Falar de Rómulo de Carvalho (1906-1997), ou do seu pseudónimo António Gedeão, não é apenas falar de poesia. Quem acompanhou a sua vida e obra recorda que ele deixou "uma mão-cheia de estudos marcantes", e uma vasta obra como historiador das ciências, tornando-as acessíveis à compreensão de um público vasto.
Licenciado em Físico-Químicas, Rómulo de Carvalho era apaixonado por este universo. Adorava dar aulas no ensino secundário, o que fez durante 40 anos, não trocando o lugar por outro mais prestigiante.
Paixão pela marcenaria
"Não aceitou ser assistente da Faculdade de Ciências do Porto, porque preferia dar aulas a gente mais jovem, para os entusiasmar", recorda, ao DN, o seu filho Frederico Carvalho.
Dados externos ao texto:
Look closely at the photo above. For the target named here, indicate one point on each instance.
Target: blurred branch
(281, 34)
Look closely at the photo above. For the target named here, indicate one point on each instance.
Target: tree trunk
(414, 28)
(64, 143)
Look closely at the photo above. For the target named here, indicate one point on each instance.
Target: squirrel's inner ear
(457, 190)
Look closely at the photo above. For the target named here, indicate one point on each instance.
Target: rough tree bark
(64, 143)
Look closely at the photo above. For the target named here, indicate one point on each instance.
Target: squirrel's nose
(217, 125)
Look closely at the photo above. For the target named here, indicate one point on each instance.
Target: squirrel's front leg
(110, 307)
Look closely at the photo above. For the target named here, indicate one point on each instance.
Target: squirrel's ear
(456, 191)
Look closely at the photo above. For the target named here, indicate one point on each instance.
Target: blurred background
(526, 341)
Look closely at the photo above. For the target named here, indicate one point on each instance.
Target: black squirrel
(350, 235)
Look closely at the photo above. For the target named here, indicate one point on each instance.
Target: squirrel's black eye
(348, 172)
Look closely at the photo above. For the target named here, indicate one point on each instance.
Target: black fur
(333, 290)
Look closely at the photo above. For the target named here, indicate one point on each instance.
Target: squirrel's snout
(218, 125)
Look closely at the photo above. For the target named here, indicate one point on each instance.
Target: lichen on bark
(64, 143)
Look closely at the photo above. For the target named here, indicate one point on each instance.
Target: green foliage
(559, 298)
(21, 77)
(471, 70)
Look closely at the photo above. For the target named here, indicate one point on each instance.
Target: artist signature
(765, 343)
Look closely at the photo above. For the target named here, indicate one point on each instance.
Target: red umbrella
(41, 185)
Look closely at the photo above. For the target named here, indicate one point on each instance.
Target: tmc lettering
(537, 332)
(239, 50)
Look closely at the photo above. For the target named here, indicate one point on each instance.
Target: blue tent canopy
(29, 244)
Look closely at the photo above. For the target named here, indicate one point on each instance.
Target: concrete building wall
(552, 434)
Com que imagem ficou do pai enquanto criança? "Com a imagem de uma pessoa extremamente organizada, rigorosa e trabalhadora que me dava muita atenção, levando-me a espectáculos e muitas vezes ao Jardim Zoológico". Mas a memória mais fina remonta talvez ao tempo em que o pai "construiu toda a mobília do seu escritório, desde a secretária às estantes". Frederico Carvalho assegura, o pai confessava-lhe que "se não fosse professor gostava de ser marceneiro".
Rómulo de Carvalho começou a escrever aos 11 anos, mas às escondidas. Queria "continuar" Os Lusíadas, tendo sido publicados poemas seus no Almanache das Senhoras. Mas só se revelou como poeta em 1956 com Movimento Perpétuo, a que se viriam juntar outras obras como Teatro do Mundo (1958), Máquina de Fogo (1961), Poema para Galileu (1964), Linhas de Força (1967)e Poemas Póstumos (1983).
Colaborou em várias revistas (Árvore, Seara Nova, Távola Redonda, Portucale e Colóquio-Letras). Publicou inúmeras obras na área da História das Ciências e da divulgação científica, mas nestes tempos de recordar quem foi Rómulo de Carvalho, a Fundação Gulbenkian decidiu reeditar O Texto Poético como Documento Social , onde o autor analisa a poesia ao longo dos tempos como reflexo do que se passava na sociedade.
Inéditas, estão para sair as suas Memórias, em fase de preparação, a partir de 1100 páginas manuscritas que cobrem quase o período de um século. "Será uma bomba", diz o filho. Mais do que lembrar António Gedeão/Rómulo de Carvalho, a exposição da BN revelará novas facetas do professor e autor.